Douglas’s solution is stress reliving. He wants us to understand that we can’t make sense of it ALL and that in fact, we don’t have to. We need to use our skills for filtering information so we don’t overfill our heads with information that we can easily look up elsewhere. And here is his key – “search is king.”
Douglas outlines a process that when we are confronted with information we need to make a choice – do we need to ignore it , do we store it somewhere for future retrieval, or do we encode it – remember it and put it in our long term memory? The answer depends on the content and context of the information – what do we need it for? – and that answer comes from what is our goal, what are we trying to achieve?
So all that information that we can look-up needs to be put in a system that makes it easy for us to retrieve. Douglas uses a Google arsenal of tools, not because he worked there, “but because they fit his work style.” Tools like Gmail®, Google Calendar®, and Google Docs®. But he also recognizes that other tools, not produced by Google can work almost as well – Dropbox, for one. And don’t forget bookmarks! He seems to be a die-hard MAC user and touts the benefits of iPad®, but he also owns a Kindle®.
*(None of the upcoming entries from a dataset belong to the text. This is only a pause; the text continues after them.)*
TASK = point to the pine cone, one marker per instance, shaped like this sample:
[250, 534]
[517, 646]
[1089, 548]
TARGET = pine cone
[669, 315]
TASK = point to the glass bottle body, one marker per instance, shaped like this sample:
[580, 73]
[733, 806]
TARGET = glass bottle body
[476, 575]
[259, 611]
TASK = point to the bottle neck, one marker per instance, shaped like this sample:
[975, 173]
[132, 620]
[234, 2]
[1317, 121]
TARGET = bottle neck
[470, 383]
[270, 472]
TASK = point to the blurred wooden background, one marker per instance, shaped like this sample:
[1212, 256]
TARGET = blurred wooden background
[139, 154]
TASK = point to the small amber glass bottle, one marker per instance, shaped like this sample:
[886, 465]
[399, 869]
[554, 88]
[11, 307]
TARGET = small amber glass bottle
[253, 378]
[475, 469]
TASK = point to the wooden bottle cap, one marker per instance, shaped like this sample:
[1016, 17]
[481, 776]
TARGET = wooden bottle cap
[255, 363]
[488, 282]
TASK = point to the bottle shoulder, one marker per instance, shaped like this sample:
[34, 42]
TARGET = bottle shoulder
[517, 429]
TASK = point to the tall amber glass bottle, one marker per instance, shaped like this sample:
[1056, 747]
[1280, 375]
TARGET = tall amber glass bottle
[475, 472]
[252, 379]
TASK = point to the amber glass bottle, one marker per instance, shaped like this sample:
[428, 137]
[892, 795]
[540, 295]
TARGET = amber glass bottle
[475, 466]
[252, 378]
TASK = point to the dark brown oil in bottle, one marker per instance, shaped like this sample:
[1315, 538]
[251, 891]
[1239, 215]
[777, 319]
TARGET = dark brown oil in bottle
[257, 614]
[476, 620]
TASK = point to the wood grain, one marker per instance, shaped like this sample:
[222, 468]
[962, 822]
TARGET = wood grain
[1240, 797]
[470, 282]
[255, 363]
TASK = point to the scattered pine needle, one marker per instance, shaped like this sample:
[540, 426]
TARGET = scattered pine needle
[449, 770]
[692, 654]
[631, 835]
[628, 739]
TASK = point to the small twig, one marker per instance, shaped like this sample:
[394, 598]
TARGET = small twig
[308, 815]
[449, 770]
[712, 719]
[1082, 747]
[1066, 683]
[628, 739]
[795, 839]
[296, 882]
Douglas dedicates a chapter to how to search and offers a breakdown of search terms that reminded me of SQL (structured query language) from my days as a network administrator. The Boolean operators (and, or, +, -) make an appearance as well as some lesser known options but I like the “site” term that allows me to use Google to search a specific site without having to go there first. And who knew that Google allows searches by text (466453) and also has a toll-free directory assistance line (800-466-4411). OK, maybe you did, but I didn’t until I read this book.
There are many nuggets of gold throughout the book, but I think the core message is that we need to accept that our work life and personal life are integrated through these social tools and that’s ok. We don’t need to work 9-5 to get our work done (and we usually don’t). We can work 2 – 11. Depends on our clients and our work. We can dedicate a few moments on the weekend for work tasks in exchange for a few moments on personal items during the workday, so we don’t feel stressed or resentful.
There is much more in here as Douglas uses personal tragedy to showcase the limitations of our minds under stress. He talks about being prepared and how the Cloud will help us have information when and where we need it so that we are prepared.
This book is a good read for the tidbits it offers but also for the perspective of how digital and social tools are changing our work and world and how we can navigate the information overload better.
How do you stay organized in this digital world – or it disorganization the new black? Is “search” the king for you as it is for Douglas? Looking forward to hearing your thoughts.